Among them is Lisa Montgomery, the only woman on federal death row who was convicted of killing a pregnant woman in 2004 and cutting the baby from her womb. She would be the first woman executed in about 60 years.
“At the end of the year, more states and counties had moved to end or reduce death-penalty usage, fewer new death sentences were imposed than in any prior year since capital punishment resumed in the U.S. in 1970s, and states carried out fewer executions than at any time in the past 37 years,” said Robert Dunham, DPIC’s executive director.
“What was happening in the rest of the country showed that the administration’s policies were not just out of step with the historical practices of previous presidents, they were also completely out of step with today’s state practices,” he added.

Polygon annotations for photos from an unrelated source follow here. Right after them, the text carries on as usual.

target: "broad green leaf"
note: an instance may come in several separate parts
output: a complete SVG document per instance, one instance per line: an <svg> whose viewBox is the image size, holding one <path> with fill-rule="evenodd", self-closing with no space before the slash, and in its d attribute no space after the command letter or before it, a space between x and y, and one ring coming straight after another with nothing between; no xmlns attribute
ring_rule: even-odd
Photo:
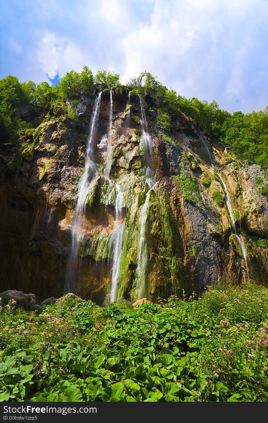
<svg viewBox="0 0 268 423"><path fill-rule="evenodd" d="M229 398L228 398L227 402L238 402L238 398L241 398L240 394L234 394Z"/></svg>
<svg viewBox="0 0 268 423"><path fill-rule="evenodd" d="M114 398L121 399L121 394L124 390L124 385L122 382L117 382L111 386L112 396Z"/></svg>
<svg viewBox="0 0 268 423"><path fill-rule="evenodd" d="M0 393L0 401L3 402L3 401L8 401L10 398L10 394L7 391L6 391L5 392L2 392Z"/></svg>
<svg viewBox="0 0 268 423"><path fill-rule="evenodd" d="M100 366L102 364L104 360L105 359L105 357L104 356L104 354L102 354L99 357L98 357L98 360L97 362L94 363L94 365L95 369L98 369Z"/></svg>

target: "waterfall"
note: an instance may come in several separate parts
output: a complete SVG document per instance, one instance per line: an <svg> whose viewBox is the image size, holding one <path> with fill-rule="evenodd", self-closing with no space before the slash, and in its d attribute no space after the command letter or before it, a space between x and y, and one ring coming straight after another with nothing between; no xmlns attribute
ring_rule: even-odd
<svg viewBox="0 0 268 423"><path fill-rule="evenodd" d="M149 189L146 194L146 198L144 204L141 208L140 214L140 225L141 233L140 241L137 251L137 272L139 282L139 287L138 290L138 298L140 299L145 295L146 292L146 266L148 258L148 252L146 248L145 237L145 224L147 218L147 208L149 201L150 193L155 187L156 183L152 179L147 179L146 181L148 184Z"/></svg>
<svg viewBox="0 0 268 423"><path fill-rule="evenodd" d="M211 163L211 168L213 170L214 170L214 165L213 165L213 161L212 159L212 157L211 157L211 154L210 154L210 152L209 151L209 149L208 147L207 147L207 144L206 143L206 142L205 142L205 141L207 140L207 138L205 137L205 136L204 135L204 134L203 133L203 132L202 131L200 132L200 139L201 140L201 141L202 142L202 144L203 144L203 145L206 148L206 150L207 151L207 153L208 154L208 155L209 155L209 158L210 158L210 162ZM224 191L225 192L225 202L226 203L226 205L227 206L227 208L228 209L228 212L229 212L229 215L230 216L230 218L231 219L231 221L232 222L232 225L233 228L234 229L234 231L235 232L235 235L236 236L236 238L237 239L237 240L238 240L238 244L239 244L239 245L240 246L240 248L241 248L241 250L242 251L242 255L243 255L243 258L244 259L244 261L245 264L246 265L246 270L247 275L248 275L248 278L249 279L249 269L248 269L248 263L247 263L247 260L246 260L246 249L245 248L245 243L244 242L244 241L243 240L243 239L242 237L241 236L241 235L238 235L238 233L237 233L237 231L236 231L236 228L235 227L235 218L234 217L234 215L233 214L232 210L232 201L231 201L231 198L230 197L230 195L229 194L229 192L228 189L227 188L227 186L226 186L226 184L225 183L224 181L223 180L223 179L222 178L221 175L221 174L220 173L218 172L217 172L216 173L217 173L217 174L218 175L218 176L219 177L219 178L221 179L221 183L224 186ZM241 232L241 224L240 224L240 231Z"/></svg>
<svg viewBox="0 0 268 423"><path fill-rule="evenodd" d="M121 223L114 231L113 237L113 271L111 284L111 300L116 301L118 299L117 281L119 278L120 260L122 255L122 248L124 243L124 222Z"/></svg>
<svg viewBox="0 0 268 423"><path fill-rule="evenodd" d="M107 155L104 175L109 178L112 161L113 148L112 147L112 127L113 126L113 95L112 90L110 90L110 112L108 124L108 135L107 139Z"/></svg>
<svg viewBox="0 0 268 423"><path fill-rule="evenodd" d="M118 184L116 183L116 219L117 221L121 218L123 193ZM115 301L118 299L118 290L117 281L119 278L120 260L122 255L122 249L124 243L124 223L120 223L114 231L112 235L113 242L113 271L111 283L111 300Z"/></svg>
<svg viewBox="0 0 268 423"><path fill-rule="evenodd" d="M146 155L147 157L149 157L152 155L152 140L148 132L148 125L145 112L140 96L140 103L141 110L142 140L144 143L145 147ZM138 286L137 286L137 294L139 299L141 298L146 294L146 269L148 260L148 250L145 236L145 225L147 220L147 209L150 193L156 184L154 179L152 170L149 164L146 168L145 178L149 189L146 194L145 201L141 206L140 212L139 223L141 232L140 240L138 246L137 261L137 273L139 284Z"/></svg>
<svg viewBox="0 0 268 423"><path fill-rule="evenodd" d="M109 178L112 162L113 147L112 146L112 128L113 126L113 95L112 90L110 91L110 109L109 121L108 128L107 154L106 161L103 176L109 181L110 187L115 184L116 196L115 201L116 220L119 221L121 218L123 193L118 184L115 183ZM117 299L117 281L119 278L120 260L124 243L124 223L119 224L113 231L111 236L113 244L113 270L111 278L111 295L112 301Z"/></svg>
<svg viewBox="0 0 268 423"><path fill-rule="evenodd" d="M234 215L233 214L232 211L232 202L231 201L231 198L230 197L230 195L229 194L229 191L227 188L226 184L221 177L221 175L219 172L217 172L217 174L219 176L222 184L224 187L224 191L225 191L225 201L226 202L226 204L227 205L227 208L228 209L229 212L229 214L230 215L230 217L231 218L231 220L232 221L232 224L234 229L234 231L235 232L235 235L236 236L237 240L238 242L238 244L240 246L240 248L241 248L241 250L242 253L243 258L244 259L244 261L246 265L246 273L248 275L248 279L249 280L249 269L248 268L248 263L246 260L246 249L245 248L245 243L243 240L243 239L241 236L238 235L237 232L236 231L236 228L235 227L235 218L234 217Z"/></svg>
<svg viewBox="0 0 268 423"><path fill-rule="evenodd" d="M205 141L207 140L207 138L205 137L205 136L204 135L203 133L202 132L202 131L200 131L200 139L201 140L201 142L202 143L202 144L203 144L203 145L204 147L206 149L206 150L207 151L207 154L208 154L209 157L210 158L210 163L211 163L211 167L212 167L212 169L214 169L214 165L213 165L213 162L213 162L213 160L212 159L212 157L211 157L211 154L210 154L210 152L209 151L209 149L207 146L207 144L206 144L206 142L205 142Z"/></svg>
<svg viewBox="0 0 268 423"><path fill-rule="evenodd" d="M71 284L73 281L74 266L75 264L77 253L80 243L83 241L83 234L79 226L81 223L82 215L84 214L86 203L88 193L89 183L94 173L97 172L97 166L94 162L94 148L92 143L96 134L99 121L99 113L101 92L97 96L92 113L90 127L86 146L86 157L85 162L85 170L78 185L77 200L72 228L72 248L68 267L68 273L65 284L65 291L68 292Z"/></svg>
<svg viewBox="0 0 268 423"><path fill-rule="evenodd" d="M75 213L76 217L79 214L79 220L80 220L82 213L84 213L85 206L88 194L89 183L94 174L97 173L98 170L94 162L94 149L92 143L96 134L97 124L99 121L99 113L100 100L102 96L101 92L96 98L94 107L91 116L90 124L89 135L88 137L86 147L86 157L85 163L85 170L80 180L78 185L78 193ZM78 213L77 212L78 212Z"/></svg>
<svg viewBox="0 0 268 423"><path fill-rule="evenodd" d="M148 125L147 124L147 121L146 120L144 108L141 101L141 96L139 96L139 97L140 98L141 110L142 139L145 147L146 154L150 157L152 154L152 140L148 132Z"/></svg>

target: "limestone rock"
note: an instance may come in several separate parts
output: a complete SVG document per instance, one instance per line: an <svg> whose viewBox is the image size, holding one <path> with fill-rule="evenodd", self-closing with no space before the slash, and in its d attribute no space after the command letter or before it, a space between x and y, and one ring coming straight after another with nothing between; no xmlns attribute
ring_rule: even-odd
<svg viewBox="0 0 268 423"><path fill-rule="evenodd" d="M152 304L152 301L149 301L147 298L142 298L141 299L138 299L132 305L133 307L138 307L141 304L143 304L144 302L150 302Z"/></svg>
<svg viewBox="0 0 268 423"><path fill-rule="evenodd" d="M21 305L25 310L29 310L31 306L36 305L36 296L34 294L23 294L22 291L15 289L9 289L0 294L2 300L5 299L7 302L13 299L18 305Z"/></svg>
<svg viewBox="0 0 268 423"><path fill-rule="evenodd" d="M46 298L40 304L41 306L43 305L47 305L48 304L53 304L55 302L57 302L58 301L58 298L55 298L54 297L51 297L50 298Z"/></svg>

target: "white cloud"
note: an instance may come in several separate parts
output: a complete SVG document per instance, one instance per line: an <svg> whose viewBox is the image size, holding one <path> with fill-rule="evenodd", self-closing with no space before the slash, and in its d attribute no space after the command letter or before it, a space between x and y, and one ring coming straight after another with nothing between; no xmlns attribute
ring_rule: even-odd
<svg viewBox="0 0 268 423"><path fill-rule="evenodd" d="M231 111L268 103L266 0L29 0L19 13L3 76L39 82L87 65L126 82L146 69Z"/></svg>
<svg viewBox="0 0 268 423"><path fill-rule="evenodd" d="M9 43L9 45L12 49L15 52L15 53L18 54L20 54L22 51L22 47L19 44L17 43L15 41L11 41Z"/></svg>
<svg viewBox="0 0 268 423"><path fill-rule="evenodd" d="M81 70L84 63L80 47L65 37L47 33L38 48L37 58L42 71L53 79L58 74L61 77L72 69Z"/></svg>

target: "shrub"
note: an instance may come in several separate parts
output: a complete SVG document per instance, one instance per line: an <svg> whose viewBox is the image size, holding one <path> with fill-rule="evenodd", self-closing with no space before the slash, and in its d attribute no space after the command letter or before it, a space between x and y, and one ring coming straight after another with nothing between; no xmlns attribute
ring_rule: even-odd
<svg viewBox="0 0 268 423"><path fill-rule="evenodd" d="M225 196L223 192L220 191L216 191L213 193L211 196L218 207L224 207Z"/></svg>

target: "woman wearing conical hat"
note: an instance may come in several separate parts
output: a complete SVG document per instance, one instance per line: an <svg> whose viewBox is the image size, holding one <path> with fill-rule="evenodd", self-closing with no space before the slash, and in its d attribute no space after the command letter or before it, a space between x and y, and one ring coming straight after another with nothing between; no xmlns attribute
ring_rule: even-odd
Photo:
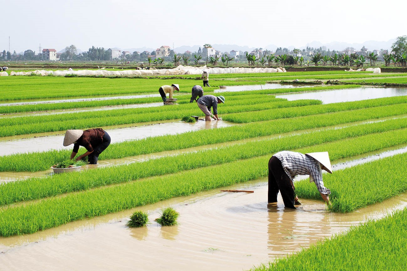
<svg viewBox="0 0 407 271"><path fill-rule="evenodd" d="M71 154L71 159L76 156L79 146L84 147L86 152L77 157L79 161L88 156L89 164L98 163L99 155L105 150L110 144L110 137L101 128L82 130L68 130L63 138L63 145L74 144L74 149Z"/></svg>
<svg viewBox="0 0 407 271"><path fill-rule="evenodd" d="M275 154L269 161L269 203L277 202L280 191L285 207L295 208L295 204L301 204L293 180L297 175L309 175L310 182L315 183L322 199L329 203L330 191L324 186L322 169L332 173L327 152L303 154L283 151Z"/></svg>

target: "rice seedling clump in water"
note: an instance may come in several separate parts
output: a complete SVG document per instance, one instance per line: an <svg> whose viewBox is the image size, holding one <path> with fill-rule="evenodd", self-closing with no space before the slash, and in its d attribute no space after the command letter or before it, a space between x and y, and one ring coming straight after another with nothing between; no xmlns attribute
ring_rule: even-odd
<svg viewBox="0 0 407 271"><path fill-rule="evenodd" d="M130 217L126 225L132 228L144 227L149 222L148 215L142 211L136 211Z"/></svg>
<svg viewBox="0 0 407 271"><path fill-rule="evenodd" d="M72 159L68 159L52 166L55 169L66 169L70 167L75 167L86 165L86 163L82 160L76 161Z"/></svg>
<svg viewBox="0 0 407 271"><path fill-rule="evenodd" d="M186 116L182 117L182 120L186 122L196 122L197 120L193 117L188 117Z"/></svg>
<svg viewBox="0 0 407 271"><path fill-rule="evenodd" d="M161 216L155 221L162 226L173 226L178 224L177 219L179 215L179 213L173 208L168 207L162 210Z"/></svg>

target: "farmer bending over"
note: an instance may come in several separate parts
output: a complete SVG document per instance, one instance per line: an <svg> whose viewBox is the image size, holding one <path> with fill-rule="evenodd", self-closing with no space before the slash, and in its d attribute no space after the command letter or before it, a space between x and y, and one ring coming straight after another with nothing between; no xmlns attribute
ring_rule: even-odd
<svg viewBox="0 0 407 271"><path fill-rule="evenodd" d="M194 101L197 101L197 97L199 96L199 98L204 95L204 90L202 87L199 85L196 85L192 87L192 97L191 97L191 100L189 102L193 102ZM198 98L199 99L199 98Z"/></svg>
<svg viewBox="0 0 407 271"><path fill-rule="evenodd" d="M210 121L211 107L213 107L213 118L219 120L218 117L218 104L221 102L225 103L225 97L223 96L216 97L213 95L204 95L198 99L197 104L198 106L205 114L205 120L207 121Z"/></svg>
<svg viewBox="0 0 407 271"><path fill-rule="evenodd" d="M170 93L169 98L171 99L173 98L173 93L174 93L174 90L176 90L177 91L179 91L179 86L178 85L173 84L171 86L162 86L160 88L160 89L158 89L158 92L160 92L160 95L161 95L161 98L162 98L162 101L164 102L164 104L165 104L165 102L167 100L167 96L165 95L166 93Z"/></svg>
<svg viewBox="0 0 407 271"><path fill-rule="evenodd" d="M284 206L295 209L294 204L301 204L295 193L293 179L297 175L309 175L322 199L329 203L330 191L324 186L322 169L332 173L327 152L303 154L288 151L275 154L269 161L268 202L277 202L280 190Z"/></svg>
<svg viewBox="0 0 407 271"><path fill-rule="evenodd" d="M87 151L76 158L79 161L88 156L89 164L98 163L99 155L105 150L110 144L110 137L101 128L90 129L88 130L68 130L63 139L63 145L69 146L74 143L74 149L71 154L71 159L73 159L79 150L79 146L84 147Z"/></svg>

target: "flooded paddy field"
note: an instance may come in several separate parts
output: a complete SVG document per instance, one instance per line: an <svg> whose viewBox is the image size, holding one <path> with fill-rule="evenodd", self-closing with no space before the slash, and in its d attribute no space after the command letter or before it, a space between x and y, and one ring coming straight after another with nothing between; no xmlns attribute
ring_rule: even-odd
<svg viewBox="0 0 407 271"><path fill-rule="evenodd" d="M267 205L267 181L225 188L254 193L210 191L29 235L0 237L2 265L8 270L108 270L120 262L142 270L247 270L407 206L405 194L348 214L327 212L321 201L306 199L289 210L281 198ZM125 226L136 210L152 220L168 206L179 212L178 225Z"/></svg>
<svg viewBox="0 0 407 271"><path fill-rule="evenodd" d="M326 104L405 95L407 95L406 87L364 87L360 89L277 95L276 98L287 99L289 101L312 99L320 100L323 104Z"/></svg>
<svg viewBox="0 0 407 271"><path fill-rule="evenodd" d="M363 74L366 76L365 74ZM265 83L269 79L259 82L258 85L227 86L226 89L215 90L214 93L225 93L225 94L222 95L224 95L225 102L227 103L228 92L297 87L295 86ZM163 79L160 82L160 84L171 84L173 81L173 79ZM136 79L132 80L132 83L134 82L137 82ZM182 87L190 89L194 85L201 83L200 80L198 82L198 81L185 80L182 81L184 85ZM303 99L319 100L323 104L327 104L407 95L407 89L405 88L363 87L308 92L305 90L308 87L300 87L304 89L304 93L278 95L276 97L287 100ZM205 94L210 93L211 93L208 91ZM176 98L179 95L190 94L176 93L174 96ZM140 104L11 114L10 116L28 117L33 115L58 115L71 112L114 110L116 108L158 106L161 104L160 102L159 102L161 98L158 94L116 95L114 97L106 95L96 98L149 97L157 97L158 101L156 103ZM0 106L31 102L92 101L94 100L94 97L77 99L61 98L44 99L39 102L25 100L18 102L4 102L0 104ZM400 103L400 106L405 106L405 104ZM218 107L218 114L221 117L223 105L220 104ZM378 104L377 106L379 106ZM181 108L184 105L180 104L177 106ZM319 105L315 106L316 107ZM387 108L383 109L384 111L387 110ZM267 111L266 112L265 114L267 114ZM199 108L197 108L197 115L200 113ZM257 114L259 112L251 111L249 108L242 114L245 113L249 115ZM335 127L333 128L333 130L334 129L339 130L341 128L349 126L357 127L359 124L363 123L373 123L395 118L400 119L405 118L405 113L399 114L400 115L388 115L381 118L379 117L371 119L366 118L366 121L361 121L360 124L355 122L348 124L344 123L330 125L333 125L332 127ZM179 116L178 119L184 116ZM290 119L293 117L284 117ZM46 124L43 125L46 125ZM215 131L218 130L217 128L235 128L243 126L224 121L212 121L210 123L198 121L195 123L190 124L174 121L173 120L137 127L126 126L126 125L123 125L106 127L104 128L110 135L112 143L164 135L171 138L174 135L188 132L192 132L191 141L203 142L204 139L197 137L194 137L194 133L201 132L199 131L202 130ZM74 128L84 130L81 127ZM319 132L319 129L315 128L295 130L293 128L289 132L276 133L272 137L277 139L288 135L306 136L311 132ZM50 150L71 150L72 145L67 147L62 146L63 135L61 134L63 134L63 132L64 131L62 132L29 134L0 138L0 159L2 156L13 153L41 152ZM252 132L248 129L243 132ZM389 132L391 133L391 131ZM210 137L211 134L208 134L207 136ZM82 171L89 170L90 172L95 171L94 172L100 174L98 173L100 171L107 168L107 168L109 167L114 167L112 166L130 165L163 157L170 157L172 159L172 156L183 154L199 153L208 150L213 151L212 153L215 155L215 152L219 150L217 150L218 148L247 142L256 142L272 137L259 135L257 137L236 141L230 139L219 143L202 144L193 147L110 160L102 160L98 162L97 165L84 166ZM382 139L383 142L385 139ZM328 145L324 144L315 145L314 147L317 149L319 147L323 147L324 145ZM311 145L310 147L312 147ZM342 169L353 167L407 152L407 145L405 143L395 144L390 147L382 147L381 148L363 154L353 154L346 158L336 160L333 163L333 174L336 171L339 171ZM327 149L323 150L332 153L335 150ZM244 160L245 158L240 160ZM191 164L194 163L193 161L190 162ZM222 165L221 163L215 165L221 167ZM156 166L171 167L172 165L170 163ZM265 163L254 166L267 168ZM201 173L202 179L205 179L207 175L212 175L213 169L210 169L213 168L207 167L207 168L203 167L201 169L206 171L200 171L203 173ZM236 168L236 171L241 169ZM187 174L187 171L186 170L181 171L180 178L182 174ZM167 175L159 175L160 176L156 178L164 181ZM14 183L19 182L15 182L17 180L39 176L43 177L44 180L47 180L53 177L53 173L50 170L32 173L0 172L0 185L13 185ZM219 179L225 177L221 173L219 174ZM41 178L41 180L42 182L43 179ZM129 182L137 182L139 180L142 181L137 180ZM349 180L346 179L344 181L348 182ZM118 184L109 184L107 188L120 185ZM104 188L104 187L95 187L88 190L97 191ZM31 189L36 188L33 187ZM252 191L254 193L234 193L220 191L225 189ZM8 237L0 236L0 266L1 267L0 269L7 270L97 269L103 271L112 270L120 266L121 267L131 269L137 267L138 270L247 270L254 266L274 261L276 258L285 257L287 254L306 249L310 245L326 237L329 238L337 234L346 234L351 227L357 226L359 223L370 219L380 219L389 214L403 209L407 206L407 194L402 193L380 203L372 204L346 213L330 212L322 200L306 198L300 199L302 205L297 209L291 210L284 207L280 197L278 197L277 204L267 204L267 178L256 178L255 180L221 189L210 189L188 196L174 197L106 215L69 222L30 234ZM73 198L74 195L79 193L76 191L57 195L47 199L39 198L35 201L46 202L59 197ZM31 201L17 202L15 204L0 206L0 216L2 212L20 205L28 206L34 204ZM88 202L84 202L88 203ZM160 216L162 209L168 206L174 208L179 213L178 225L162 227L154 221L154 219ZM129 217L136 210L142 210L148 214L150 223L146 227L134 228L126 226L126 223ZM1 226L4 226L0 225Z"/></svg>

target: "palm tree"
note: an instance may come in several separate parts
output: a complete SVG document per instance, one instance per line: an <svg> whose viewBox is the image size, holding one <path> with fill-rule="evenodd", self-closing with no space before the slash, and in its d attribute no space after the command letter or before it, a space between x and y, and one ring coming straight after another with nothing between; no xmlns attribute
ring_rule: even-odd
<svg viewBox="0 0 407 271"><path fill-rule="evenodd" d="M318 66L318 63L322 59L322 56L319 53L311 55L311 62L313 62L315 66Z"/></svg>
<svg viewBox="0 0 407 271"><path fill-rule="evenodd" d="M182 61L184 61L184 63L185 65L185 66L186 66L188 65L188 63L189 63L189 56L182 56Z"/></svg>
<svg viewBox="0 0 407 271"><path fill-rule="evenodd" d="M274 54L271 55L266 54L266 57L267 58L267 65L269 67L271 67L271 63L273 63L273 61L276 58L276 56L274 55Z"/></svg>
<svg viewBox="0 0 407 271"><path fill-rule="evenodd" d="M198 62L199 61L201 60L201 59L202 59L202 56L201 56L200 54L199 55L199 56L197 56L196 54L194 54L194 58L195 59L194 60L194 62L195 62L195 65L196 65L197 66L198 65Z"/></svg>
<svg viewBox="0 0 407 271"><path fill-rule="evenodd" d="M212 48L212 46L209 43L204 44L204 47L206 48L206 65L208 65L208 49Z"/></svg>
<svg viewBox="0 0 407 271"><path fill-rule="evenodd" d="M392 62L392 61L394 61L394 59L391 54L383 54L383 59L384 60L385 65L386 67L387 67L390 65L390 63Z"/></svg>

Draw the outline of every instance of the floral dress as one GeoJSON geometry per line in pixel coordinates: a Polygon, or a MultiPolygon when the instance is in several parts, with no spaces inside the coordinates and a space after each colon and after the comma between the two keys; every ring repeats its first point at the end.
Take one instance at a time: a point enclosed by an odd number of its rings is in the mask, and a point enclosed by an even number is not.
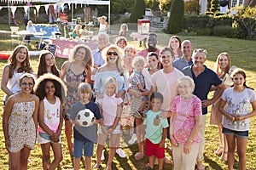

Attorney General William Barr first announced in 2019 that the DOJ would resume capital punishment following a decline over the last decade in executions. Public opinion has increased against the practice in recent years over concerns that capital punishment disproportionately impacts African Americans.
The DPIC report cites a Gallup poll from this year showing 43 percent of respondents oppose the death penalty, the highest figure in the poll since 1966.
Biden has said he opposes the death penalty and said during his campaign he’d work to pass legislation to eliminate the federal use of capital punishment.